July in the northern hemisphere—when outdoor pursuits, particularly those involving water, are really ramping up. This summer, influenced by a lengthy global pandemic, more people than ever own dogs and are taking those dogs on every trip out of the house. As gradual climate change and intensive agricultural methods continue to advance, it’s time to sound the alarm about blue-green algae.

The villain here is a quiet family of microorganisms that pretty much keep to themselves. They make their own food using chlorophyll and sunlight, in the peaceful manner of plants. It’s somewhat hard to see them as a threat, and you can’t see them at all without a microscope. When the conditions are right, however, they reproduce very rapidly, forming a large, often colorful, “algal bloom”. One especially notorious bloom is called Red Tide. It forms periodically along the seacoast, killing dolphins, manatees, and massive numbers of fish, as well as humans (by contaminating the shellfish harvest). The type I want to discuss in this article, though, forms in fresh water and is called blue-green algae. It is of special importance to your dog because exposure is fatal for approximately 90% of non-human mammals.

Algal blooms behave in an ostensibly quiet and peaceful manner, but they can exude a vast library of toxins that affect different animals in wide variety of ways. Humans swimming near blue-green algae may experience skin rashes, labored breathing, and digestive upset; however, toxic effects are more intense for dogs and can manifest within just a few minutes. There’s no antidote for the resulting seizures and liver failure, or even a test to document what has transpired. In any case, many animals do not survive long enough to see the vet.

Blue-green algae reproduces best in slowly moving, warm water with sun exposure. It loves agricultural runoff containing fertilizer, but blooms can also form in small, isolated water sources like livestock troughs and neglected swimming pools.

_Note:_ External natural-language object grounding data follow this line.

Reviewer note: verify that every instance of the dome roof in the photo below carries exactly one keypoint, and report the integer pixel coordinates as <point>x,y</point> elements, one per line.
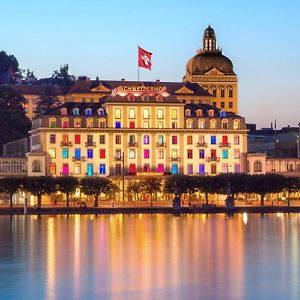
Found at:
<point>205,61</point>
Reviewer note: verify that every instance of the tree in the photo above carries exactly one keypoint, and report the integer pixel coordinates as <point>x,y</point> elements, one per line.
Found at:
<point>95,186</point>
<point>62,76</point>
<point>151,186</point>
<point>39,186</point>
<point>13,120</point>
<point>10,185</point>
<point>67,185</point>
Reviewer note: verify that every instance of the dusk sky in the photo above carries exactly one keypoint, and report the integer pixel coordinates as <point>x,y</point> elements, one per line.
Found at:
<point>100,38</point>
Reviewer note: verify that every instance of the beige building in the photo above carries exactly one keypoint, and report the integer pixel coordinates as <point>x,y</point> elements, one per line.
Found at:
<point>214,72</point>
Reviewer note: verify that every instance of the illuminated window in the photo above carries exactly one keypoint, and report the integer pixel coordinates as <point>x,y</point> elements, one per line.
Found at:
<point>174,114</point>
<point>52,152</point>
<point>160,113</point>
<point>117,113</point>
<point>65,153</point>
<point>131,113</point>
<point>52,168</point>
<point>52,138</point>
<point>102,169</point>
<point>146,113</point>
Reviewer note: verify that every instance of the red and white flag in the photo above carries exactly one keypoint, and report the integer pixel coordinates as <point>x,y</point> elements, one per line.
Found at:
<point>144,59</point>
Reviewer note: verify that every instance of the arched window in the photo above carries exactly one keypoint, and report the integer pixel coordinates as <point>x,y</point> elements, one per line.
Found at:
<point>36,166</point>
<point>257,166</point>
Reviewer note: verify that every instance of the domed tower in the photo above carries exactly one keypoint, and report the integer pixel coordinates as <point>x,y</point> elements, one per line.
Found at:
<point>214,72</point>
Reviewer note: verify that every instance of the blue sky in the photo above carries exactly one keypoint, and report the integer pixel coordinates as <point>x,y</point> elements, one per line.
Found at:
<point>100,38</point>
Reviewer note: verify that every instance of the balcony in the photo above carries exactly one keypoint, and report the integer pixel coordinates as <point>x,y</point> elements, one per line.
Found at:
<point>161,144</point>
<point>66,144</point>
<point>175,158</point>
<point>202,144</point>
<point>224,145</point>
<point>81,158</point>
<point>216,159</point>
<point>132,144</point>
<point>90,144</point>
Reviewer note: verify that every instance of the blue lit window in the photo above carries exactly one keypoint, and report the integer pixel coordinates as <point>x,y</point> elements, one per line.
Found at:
<point>77,153</point>
<point>213,140</point>
<point>225,153</point>
<point>90,153</point>
<point>90,169</point>
<point>65,153</point>
<point>174,169</point>
<point>102,169</point>
<point>201,169</point>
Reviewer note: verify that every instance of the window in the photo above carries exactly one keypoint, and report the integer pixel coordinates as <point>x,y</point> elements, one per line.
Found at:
<point>146,113</point>
<point>213,169</point>
<point>132,169</point>
<point>77,153</point>
<point>118,139</point>
<point>52,138</point>
<point>174,140</point>
<point>77,168</point>
<point>90,170</point>
<point>65,169</point>
<point>160,113</point>
<point>189,140</point>
<point>224,153</point>
<point>146,139</point>
<point>224,168</point>
<point>174,114</point>
<point>102,153</point>
<point>102,139</point>
<point>132,153</point>
<point>160,168</point>
<point>201,169</point>
<point>236,140</point>
<point>236,153</point>
<point>190,169</point>
<point>65,153</point>
<point>146,153</point>
<point>117,113</point>
<point>160,153</point>
<point>174,169</point>
<point>52,152</point>
<point>52,168</point>
<point>77,138</point>
<point>257,166</point>
<point>201,153</point>
<point>89,153</point>
<point>131,113</point>
<point>102,169</point>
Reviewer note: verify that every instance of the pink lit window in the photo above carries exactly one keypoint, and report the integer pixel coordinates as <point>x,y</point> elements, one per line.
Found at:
<point>65,169</point>
<point>160,168</point>
<point>146,153</point>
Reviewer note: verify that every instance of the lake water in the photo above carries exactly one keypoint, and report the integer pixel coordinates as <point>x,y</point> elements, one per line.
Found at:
<point>150,257</point>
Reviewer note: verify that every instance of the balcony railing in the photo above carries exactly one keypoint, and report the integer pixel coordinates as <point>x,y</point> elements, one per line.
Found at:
<point>80,158</point>
<point>90,144</point>
<point>175,158</point>
<point>201,144</point>
<point>66,144</point>
<point>132,144</point>
<point>161,144</point>
<point>212,158</point>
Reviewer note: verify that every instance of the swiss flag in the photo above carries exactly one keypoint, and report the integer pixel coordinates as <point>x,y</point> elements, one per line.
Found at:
<point>144,59</point>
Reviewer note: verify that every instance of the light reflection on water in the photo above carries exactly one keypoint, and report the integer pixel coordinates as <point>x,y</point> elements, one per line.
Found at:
<point>150,257</point>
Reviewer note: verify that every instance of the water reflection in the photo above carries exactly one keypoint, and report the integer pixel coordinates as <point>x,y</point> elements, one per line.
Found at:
<point>150,257</point>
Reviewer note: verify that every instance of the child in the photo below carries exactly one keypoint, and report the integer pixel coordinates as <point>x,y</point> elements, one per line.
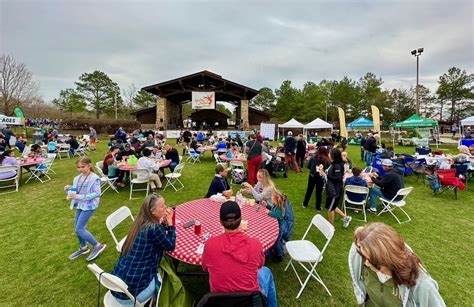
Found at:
<point>85,195</point>
<point>358,181</point>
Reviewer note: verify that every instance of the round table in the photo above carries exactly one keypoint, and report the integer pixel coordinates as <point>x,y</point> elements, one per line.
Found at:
<point>206,211</point>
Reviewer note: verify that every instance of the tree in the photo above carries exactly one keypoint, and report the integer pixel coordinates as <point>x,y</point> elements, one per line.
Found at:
<point>143,99</point>
<point>17,83</point>
<point>264,101</point>
<point>70,101</point>
<point>455,86</point>
<point>99,91</point>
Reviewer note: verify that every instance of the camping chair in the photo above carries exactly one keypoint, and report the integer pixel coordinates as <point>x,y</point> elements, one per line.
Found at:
<point>114,283</point>
<point>105,181</point>
<point>141,177</point>
<point>358,204</point>
<point>304,251</point>
<point>41,170</point>
<point>389,205</point>
<point>120,215</point>
<point>233,299</point>
<point>173,178</point>
<point>15,179</point>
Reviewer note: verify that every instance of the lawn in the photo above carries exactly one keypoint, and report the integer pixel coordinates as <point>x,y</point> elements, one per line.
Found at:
<point>37,235</point>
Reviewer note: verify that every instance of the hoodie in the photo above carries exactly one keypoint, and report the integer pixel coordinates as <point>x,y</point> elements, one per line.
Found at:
<point>233,261</point>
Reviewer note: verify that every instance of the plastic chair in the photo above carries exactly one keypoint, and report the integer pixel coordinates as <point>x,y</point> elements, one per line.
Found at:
<point>173,178</point>
<point>141,177</point>
<point>356,190</point>
<point>233,299</point>
<point>105,181</point>
<point>15,179</point>
<point>120,215</point>
<point>304,251</point>
<point>114,283</point>
<point>389,205</point>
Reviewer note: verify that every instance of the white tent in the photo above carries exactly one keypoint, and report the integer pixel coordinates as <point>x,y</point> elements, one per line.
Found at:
<point>292,123</point>
<point>318,123</point>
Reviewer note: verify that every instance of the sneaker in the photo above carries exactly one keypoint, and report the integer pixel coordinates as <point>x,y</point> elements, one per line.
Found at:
<point>97,250</point>
<point>373,211</point>
<point>79,252</point>
<point>347,221</point>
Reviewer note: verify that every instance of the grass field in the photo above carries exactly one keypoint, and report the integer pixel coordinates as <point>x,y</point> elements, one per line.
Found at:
<point>37,235</point>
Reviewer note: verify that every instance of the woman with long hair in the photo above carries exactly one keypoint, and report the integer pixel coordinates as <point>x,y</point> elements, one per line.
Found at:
<point>334,187</point>
<point>319,161</point>
<point>386,272</point>
<point>264,187</point>
<point>151,234</point>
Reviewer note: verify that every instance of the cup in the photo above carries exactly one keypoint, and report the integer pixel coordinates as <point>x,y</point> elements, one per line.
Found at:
<point>197,228</point>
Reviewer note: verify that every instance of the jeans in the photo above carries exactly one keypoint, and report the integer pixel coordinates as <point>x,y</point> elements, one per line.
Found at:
<point>82,217</point>
<point>267,286</point>
<point>373,193</point>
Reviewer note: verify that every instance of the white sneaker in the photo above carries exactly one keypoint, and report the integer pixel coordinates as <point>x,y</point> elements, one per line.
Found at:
<point>347,221</point>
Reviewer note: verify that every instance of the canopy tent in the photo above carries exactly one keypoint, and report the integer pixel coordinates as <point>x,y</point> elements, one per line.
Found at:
<point>318,123</point>
<point>292,123</point>
<point>361,122</point>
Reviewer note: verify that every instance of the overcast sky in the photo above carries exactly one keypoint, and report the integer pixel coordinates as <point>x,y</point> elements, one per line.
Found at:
<point>255,43</point>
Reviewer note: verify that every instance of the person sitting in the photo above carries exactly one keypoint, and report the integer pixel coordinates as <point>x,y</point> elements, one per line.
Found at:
<point>52,145</point>
<point>357,181</point>
<point>151,234</point>
<point>148,163</point>
<point>235,261</point>
<point>219,184</point>
<point>389,184</point>
<point>386,272</point>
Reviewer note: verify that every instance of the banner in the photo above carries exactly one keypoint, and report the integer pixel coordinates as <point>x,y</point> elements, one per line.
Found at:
<point>342,123</point>
<point>203,100</point>
<point>376,118</point>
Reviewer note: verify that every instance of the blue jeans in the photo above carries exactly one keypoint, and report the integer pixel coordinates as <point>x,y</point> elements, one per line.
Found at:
<point>82,217</point>
<point>373,193</point>
<point>267,285</point>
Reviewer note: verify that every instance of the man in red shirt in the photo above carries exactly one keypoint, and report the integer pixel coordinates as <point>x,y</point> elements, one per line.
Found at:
<point>235,261</point>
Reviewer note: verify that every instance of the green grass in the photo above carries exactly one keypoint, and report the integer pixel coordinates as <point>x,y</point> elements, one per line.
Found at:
<point>37,235</point>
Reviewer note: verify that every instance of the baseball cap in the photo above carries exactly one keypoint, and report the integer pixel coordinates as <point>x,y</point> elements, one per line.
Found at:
<point>230,211</point>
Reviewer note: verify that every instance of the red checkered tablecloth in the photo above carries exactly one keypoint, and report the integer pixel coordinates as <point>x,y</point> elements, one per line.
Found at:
<point>206,211</point>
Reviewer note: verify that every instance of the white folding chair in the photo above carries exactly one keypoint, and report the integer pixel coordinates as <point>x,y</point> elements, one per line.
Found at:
<point>15,179</point>
<point>172,179</point>
<point>389,205</point>
<point>139,176</point>
<point>304,251</point>
<point>105,181</point>
<point>120,215</point>
<point>356,205</point>
<point>40,171</point>
<point>114,283</point>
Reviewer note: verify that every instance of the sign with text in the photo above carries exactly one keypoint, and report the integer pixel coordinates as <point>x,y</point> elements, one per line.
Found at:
<point>203,100</point>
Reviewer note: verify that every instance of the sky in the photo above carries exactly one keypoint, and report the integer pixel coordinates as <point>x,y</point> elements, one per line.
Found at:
<point>254,43</point>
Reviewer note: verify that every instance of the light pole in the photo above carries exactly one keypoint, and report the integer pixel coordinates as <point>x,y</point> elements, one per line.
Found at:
<point>417,53</point>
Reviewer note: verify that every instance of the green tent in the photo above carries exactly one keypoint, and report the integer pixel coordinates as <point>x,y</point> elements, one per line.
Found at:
<point>415,121</point>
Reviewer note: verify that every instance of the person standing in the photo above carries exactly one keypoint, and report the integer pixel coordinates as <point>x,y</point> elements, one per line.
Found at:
<point>84,195</point>
<point>253,148</point>
<point>290,150</point>
<point>300,151</point>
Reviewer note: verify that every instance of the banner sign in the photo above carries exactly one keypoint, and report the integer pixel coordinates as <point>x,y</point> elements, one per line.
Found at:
<point>203,100</point>
<point>5,120</point>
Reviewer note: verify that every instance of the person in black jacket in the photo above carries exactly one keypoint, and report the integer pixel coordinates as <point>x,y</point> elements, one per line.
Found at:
<point>389,184</point>
<point>314,164</point>
<point>334,187</point>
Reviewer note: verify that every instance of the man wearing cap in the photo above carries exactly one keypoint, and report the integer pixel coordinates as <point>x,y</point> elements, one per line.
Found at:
<point>235,261</point>
<point>290,153</point>
<point>389,184</point>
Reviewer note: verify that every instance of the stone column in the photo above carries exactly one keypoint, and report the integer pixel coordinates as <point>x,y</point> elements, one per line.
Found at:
<point>244,114</point>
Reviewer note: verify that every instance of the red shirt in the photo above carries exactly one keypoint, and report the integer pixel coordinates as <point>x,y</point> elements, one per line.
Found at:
<point>233,261</point>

Harmful algal blooms can form and dissipate rapidly based on the weather, which makes water quality tests impractical. Be on the alert if you see discolored zones (any color, even brown or red) or something that looks like spilled paint in the water. Foam may accumulate on the surface, and there could be an unusual odor. This is not actually a plant, but it thrives under the same conditions as true algae (mats of slimy vegetation), so they are often found together. Algal blooms are affected by the prevailing wind, so they are usually thickest on the downwind side of a pond or lake. Your dog won’t be attuned to those subtle clues, though. She’s just going to race ahead and plunge in, grabbing a nice, tasty drink on the way.

Almost every algae you see is perfectly harmless, but the bad ones are especially bad. You can stumble across them in virtually any body of untreated water during the summer months, and the risk is likely to increase slightly with each passing year. Stay alert for the warning signs of harmful algal blooms and keep that adventurous pup close by your side.